When local historian Nancy Bartlit traveled halfway across the world to Tinian, it not only forged bonds between the island in the Philippine Sea and Los Alamos, but helped complete a personal tour of the WWII atomic bombs.
Beginning Aug. 5, Bartlit took part in “The Manhattan Project and Tinian: An Educational Symposium.”
The symposium recognized what Los Alamos and Tinian contributed to WWII.
Los Alamos, of course, developed the nuclear bomb while Tinian offered the airfield strips used by the airplanes that carried the atomic bombs that were dropped on Hiroshima and Nagasaki.
Bartlit said 200 people attended the symposium, which featured tours of the island, radio interviews and guest speakers.
Bartlit was one of the speakers. She said she discussed Los Alamos’ history including the Ranch School and J. Robert Oppenheimer.
A highlight, she said, was when Maj. General Douglas Owens, vice commander of the Pacific Air Forces, “thanked me (for my presentation). He said it was a fascinating history and he appreciated what I said.”
Another highlight, Bartlit said, was reading a proclamation passed by the Los Alamos County Council to proclaim Aug. 5 and 6 as “Tinian Tribute to the Manhattan Project” with Dr. Roger Meade, who served as the archivist at Los Alamos National Laboratory. After they read the proclamation, Bartlit said they presented it to Mayor Ray Dela Cruz.
One of the tours that stood out was a visit to the pits where the bombs were prepared and lifted into the airplanes.
“It was pretty exciting” to stand on the runways where the two planes carrying the nuclear bombs took off, Bartlit said.
A few members of the symposium had worked at Wendover Air Force Base, a training base during WW II.
“It was exciting to be with people who knew what happened,” Bartlit said. Meeting with Tinian citizens was also a positive experience.
They “were extremely appreciative of the proclamation and the representation of Los Alamos in this program.”
Attending the symposium was beneficial in nurturing a relationship between Tinian and Los Alamos, Bartlit said. She said being in a particular location really helps you understand the area and expands on the relationship between you and the location.
Ronald Wilkins, chair of the Fuller Lodge Historic Districts Advisory board, also sees a benefit of having a relationship between Los Alamos and Tinian.  
“I’m very pleased that Nancy’s trip to the symposium went off so well and I hope we can continue a relationship with Tinian,” he said.

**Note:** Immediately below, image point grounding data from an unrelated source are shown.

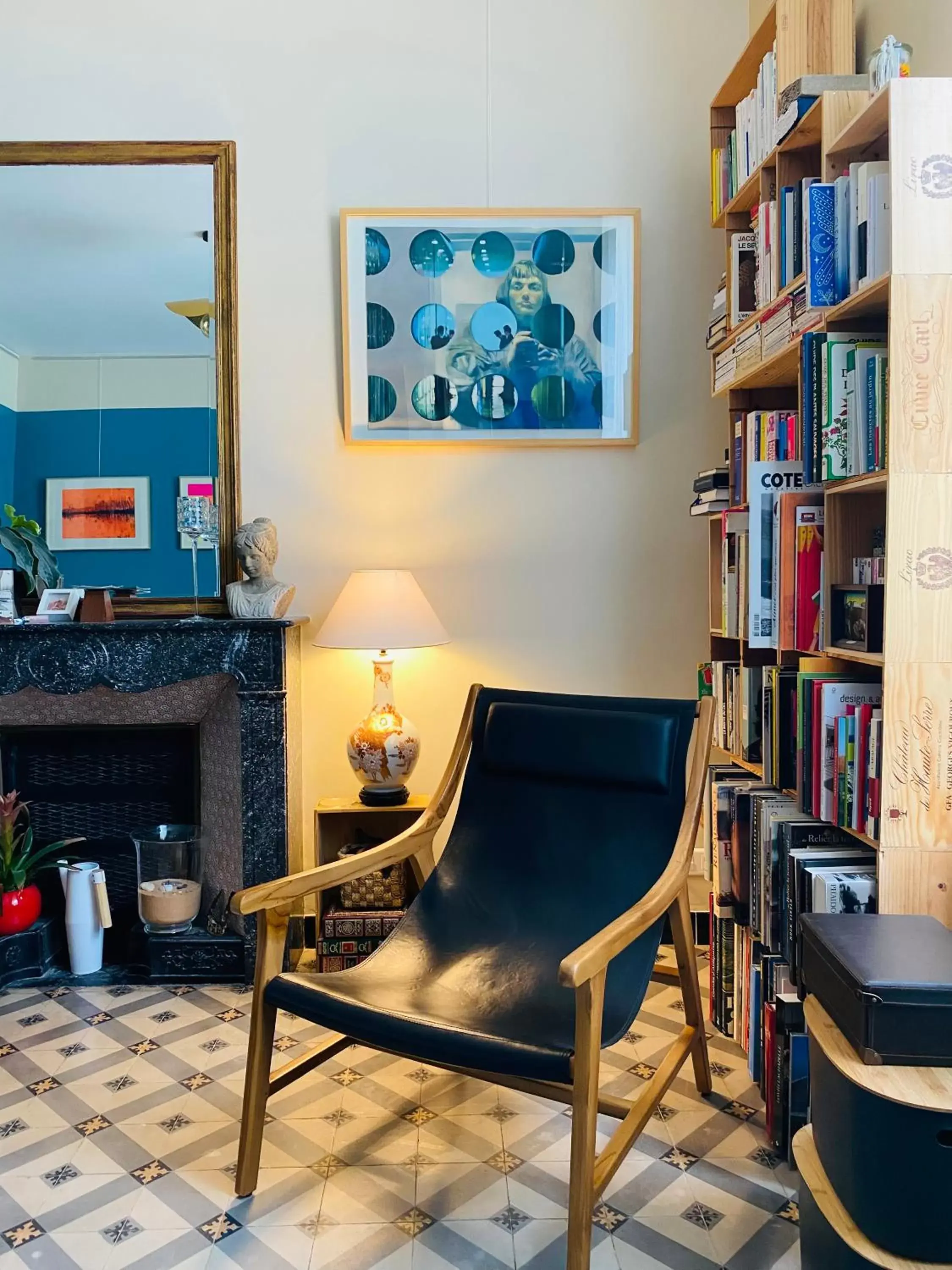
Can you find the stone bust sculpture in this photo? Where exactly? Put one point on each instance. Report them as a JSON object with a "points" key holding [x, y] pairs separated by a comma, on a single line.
{"points": [[262, 595]]}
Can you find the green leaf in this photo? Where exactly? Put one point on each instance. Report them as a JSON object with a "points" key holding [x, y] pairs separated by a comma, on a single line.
{"points": [[21, 553], [49, 566]]}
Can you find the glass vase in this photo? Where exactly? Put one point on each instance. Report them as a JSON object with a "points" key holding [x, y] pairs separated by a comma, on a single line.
{"points": [[169, 865]]}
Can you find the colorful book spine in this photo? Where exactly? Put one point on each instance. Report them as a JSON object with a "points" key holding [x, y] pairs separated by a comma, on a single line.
{"points": [[820, 243]]}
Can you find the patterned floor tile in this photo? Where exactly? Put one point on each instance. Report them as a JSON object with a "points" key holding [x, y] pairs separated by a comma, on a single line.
{"points": [[371, 1164]]}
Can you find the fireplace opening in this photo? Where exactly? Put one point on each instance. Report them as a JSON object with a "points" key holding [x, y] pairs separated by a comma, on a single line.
{"points": [[101, 784]]}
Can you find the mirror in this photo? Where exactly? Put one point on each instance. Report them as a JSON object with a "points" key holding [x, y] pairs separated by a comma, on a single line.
{"points": [[117, 361]]}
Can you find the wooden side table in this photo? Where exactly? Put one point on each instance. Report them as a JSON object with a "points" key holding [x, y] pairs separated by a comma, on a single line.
{"points": [[338, 820]]}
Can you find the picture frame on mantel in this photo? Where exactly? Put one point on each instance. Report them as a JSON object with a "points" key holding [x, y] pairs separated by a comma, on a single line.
{"points": [[221, 158], [492, 327]]}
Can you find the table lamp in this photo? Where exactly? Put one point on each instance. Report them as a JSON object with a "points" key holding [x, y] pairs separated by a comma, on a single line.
{"points": [[382, 609]]}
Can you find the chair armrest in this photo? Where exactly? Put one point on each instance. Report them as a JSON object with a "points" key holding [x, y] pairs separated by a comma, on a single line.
{"points": [[414, 840], [596, 953]]}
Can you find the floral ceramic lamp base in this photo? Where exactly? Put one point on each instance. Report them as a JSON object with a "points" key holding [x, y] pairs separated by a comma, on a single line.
{"points": [[385, 746]]}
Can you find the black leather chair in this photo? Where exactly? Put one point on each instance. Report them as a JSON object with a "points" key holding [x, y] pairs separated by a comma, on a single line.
{"points": [[572, 841]]}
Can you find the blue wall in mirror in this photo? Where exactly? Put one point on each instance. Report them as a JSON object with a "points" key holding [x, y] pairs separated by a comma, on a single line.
{"points": [[160, 444]]}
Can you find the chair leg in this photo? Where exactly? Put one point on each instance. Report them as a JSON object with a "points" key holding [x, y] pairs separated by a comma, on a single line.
{"points": [[272, 933], [589, 999], [686, 953]]}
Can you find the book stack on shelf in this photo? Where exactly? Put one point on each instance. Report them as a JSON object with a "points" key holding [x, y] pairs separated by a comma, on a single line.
{"points": [[711, 491]]}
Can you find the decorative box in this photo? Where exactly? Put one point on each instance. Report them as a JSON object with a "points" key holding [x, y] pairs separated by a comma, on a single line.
{"points": [[341, 924], [885, 981]]}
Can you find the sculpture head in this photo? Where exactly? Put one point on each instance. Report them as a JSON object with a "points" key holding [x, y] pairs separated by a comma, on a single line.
{"points": [[257, 548]]}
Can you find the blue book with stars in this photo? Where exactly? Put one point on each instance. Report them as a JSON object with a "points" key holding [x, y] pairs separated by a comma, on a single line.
{"points": [[820, 244]]}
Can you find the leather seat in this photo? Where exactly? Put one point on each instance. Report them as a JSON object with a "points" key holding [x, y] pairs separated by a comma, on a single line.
{"points": [[569, 812]]}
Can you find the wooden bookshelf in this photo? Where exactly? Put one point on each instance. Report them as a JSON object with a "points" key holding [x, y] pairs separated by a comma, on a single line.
{"points": [[909, 124]]}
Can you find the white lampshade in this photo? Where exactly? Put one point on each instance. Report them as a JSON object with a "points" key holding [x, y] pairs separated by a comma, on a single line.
{"points": [[381, 609]]}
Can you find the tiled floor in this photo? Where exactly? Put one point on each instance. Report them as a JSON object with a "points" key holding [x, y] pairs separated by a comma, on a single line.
{"points": [[118, 1137]]}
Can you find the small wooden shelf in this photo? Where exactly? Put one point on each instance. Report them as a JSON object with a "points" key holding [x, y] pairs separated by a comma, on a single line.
{"points": [[852, 654], [874, 299], [819, 1185], [866, 127], [749, 322], [856, 484], [780, 370]]}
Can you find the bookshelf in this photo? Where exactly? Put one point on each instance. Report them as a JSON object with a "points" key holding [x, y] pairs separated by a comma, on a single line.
{"points": [[911, 125]]}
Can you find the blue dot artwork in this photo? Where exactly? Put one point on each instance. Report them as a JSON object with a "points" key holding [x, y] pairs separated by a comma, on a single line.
{"points": [[431, 253], [493, 253], [435, 398], [494, 398], [554, 399], [380, 326], [494, 326], [554, 326], [554, 252], [603, 326], [376, 252], [433, 327], [381, 398]]}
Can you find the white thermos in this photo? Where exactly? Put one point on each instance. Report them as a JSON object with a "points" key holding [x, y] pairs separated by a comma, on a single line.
{"points": [[87, 915]]}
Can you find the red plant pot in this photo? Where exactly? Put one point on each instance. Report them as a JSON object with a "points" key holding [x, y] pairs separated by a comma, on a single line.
{"points": [[19, 910]]}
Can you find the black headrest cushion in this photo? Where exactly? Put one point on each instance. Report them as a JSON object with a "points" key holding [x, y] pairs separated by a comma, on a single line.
{"points": [[602, 747]]}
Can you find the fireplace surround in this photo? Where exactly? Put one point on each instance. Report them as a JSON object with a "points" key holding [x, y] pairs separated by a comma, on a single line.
{"points": [[229, 693]]}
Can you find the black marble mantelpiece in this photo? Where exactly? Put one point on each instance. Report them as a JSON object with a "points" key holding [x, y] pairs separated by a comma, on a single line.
{"points": [[138, 657]]}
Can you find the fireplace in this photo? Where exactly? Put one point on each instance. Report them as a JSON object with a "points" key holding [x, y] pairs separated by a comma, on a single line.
{"points": [[110, 728]]}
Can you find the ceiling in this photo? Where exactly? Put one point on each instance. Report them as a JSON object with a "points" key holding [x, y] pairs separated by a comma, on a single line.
{"points": [[91, 254]]}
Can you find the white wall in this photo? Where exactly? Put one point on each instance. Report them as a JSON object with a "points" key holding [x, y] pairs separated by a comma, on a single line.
{"points": [[9, 376], [115, 383], [575, 571]]}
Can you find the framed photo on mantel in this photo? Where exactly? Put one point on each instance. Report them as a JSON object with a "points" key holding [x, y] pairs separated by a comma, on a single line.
{"points": [[490, 327]]}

The symposium offered to tighten the bonds between Los Alamos and Tinian and gave Bartlit a complete picture of the nuclear bombs. Wilkins said she has visited Nagasaki and Hiroshima and toured Wendover Air Force Base.  
Visiting Tinian, she said “sort-of completes the cycle for me.
“It’s always exciting to be able to reconstruct in your mind the events that happened that day (when the bombs were dropped in Japan).”